They had not been free. They had merely bowed their heads before different and darker gods. And there had been rulers then too, priests and kings. There would always be rulers and ruled, rich and poor. There always had been. There always would.

It is the way of the world, he thought. God likes order. He likes hierarchy. Only fools believed the Liberator would come and that men would be free. But there had been progress, another part of him argued. The Schism had ended most forms of serfdom in the Scarlet Realms. Men did have a voice in the councils of the great, albeit not a very loud one. The Queen had guaranteed the property rights of humans. Some humans had even become rich working in trade. Lickspittles and toadies, the lot of them, he thought sourly.

The signal to halt interrupted his reverie. The wyrms stopped. It seemed like they had arrived wherever they were supposed to go.

 

They stood to attention in the watery late afternoon sunlight and waited for the Lieutenant to explain the plan.

“Now, men,” Sardec said. Again, he made the word sound like it was the worst possible insult. “We have business.”

A bridgeback gave out a rumbling belch. Sardec glared at it as if he was going to order the beast flogged. Nobody laughed.
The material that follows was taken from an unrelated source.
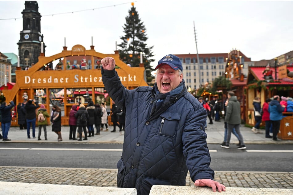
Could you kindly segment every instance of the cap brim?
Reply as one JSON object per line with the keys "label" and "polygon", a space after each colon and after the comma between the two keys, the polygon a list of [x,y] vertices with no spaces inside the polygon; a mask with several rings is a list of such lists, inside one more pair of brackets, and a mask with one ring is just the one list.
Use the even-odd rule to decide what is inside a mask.
{"label": "cap brim", "polygon": [[157,69],[157,68],[159,68],[159,66],[161,66],[162,64],[168,64],[168,65],[170,67],[171,67],[171,68],[174,69],[175,70],[178,70],[179,69],[179,67],[178,67],[177,66],[175,66],[175,65],[174,65],[172,63],[170,63],[170,62],[163,62],[163,63],[161,63],[160,64],[158,64],[158,66],[157,66],[157,67],[155,68],[155,69]]}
The Lieutenant walked up and down the line, his hands behind his back. He paused in front of Rik and looked almost disappointed to see all the requisite buttons present on his tunic. The wizard looked on behind Sardec, his silver-masked head cocked to one side, conveying an air of patronising amusement.
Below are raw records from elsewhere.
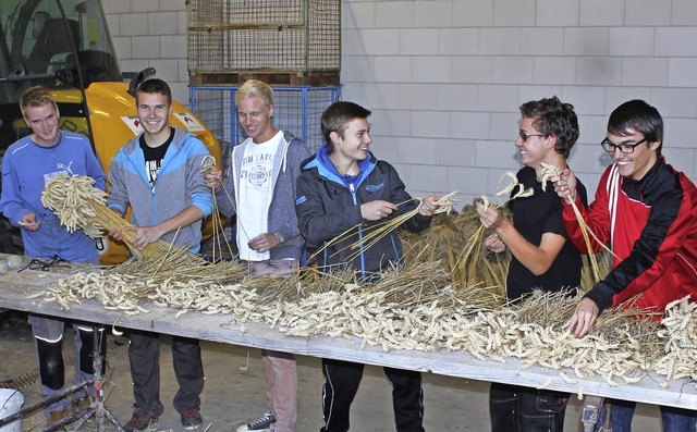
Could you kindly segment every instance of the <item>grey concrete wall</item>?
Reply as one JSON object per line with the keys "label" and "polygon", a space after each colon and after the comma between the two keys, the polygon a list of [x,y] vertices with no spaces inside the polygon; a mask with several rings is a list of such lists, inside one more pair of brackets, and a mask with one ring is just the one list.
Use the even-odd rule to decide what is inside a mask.
{"label": "grey concrete wall", "polygon": [[[102,0],[124,70],[152,65],[186,100],[184,0]],[[344,99],[374,111],[374,150],[415,196],[498,190],[515,170],[517,107],[559,96],[579,114],[572,168],[595,190],[607,116],[641,98],[664,155],[693,180],[694,0],[344,0]]]}

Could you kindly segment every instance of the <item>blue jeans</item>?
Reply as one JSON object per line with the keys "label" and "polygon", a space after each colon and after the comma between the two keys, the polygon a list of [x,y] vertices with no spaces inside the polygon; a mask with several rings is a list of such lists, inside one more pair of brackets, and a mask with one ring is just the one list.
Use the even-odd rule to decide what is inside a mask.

Vosh, the mountain man, looked nervous as Rik supposed he had every reason to be. He would have a whole lot of upset kinfolk down on him if he were spotted with the Terrarch’s soldiery.

The Foragers were keen to hear exactly why they had been dragged up these God-benighted, freezing mountains. They were even keener to know when they would get the business over and get out again.

“We know bandits have based themselves up here. We know they have eluded you for some time,” Sardec said. That you was a nice touch, Rik thought. It showed that their Terrarch leaders had nothing to do with the failures of mere humans. It told them that things were going to go differently now one of the Lords of Creation had taken a hand. “We know also they have made a pact with a sorcerer of the darkest type.”

He paused to give that time to sink in. Rik saw several men go pale and not a few shudder.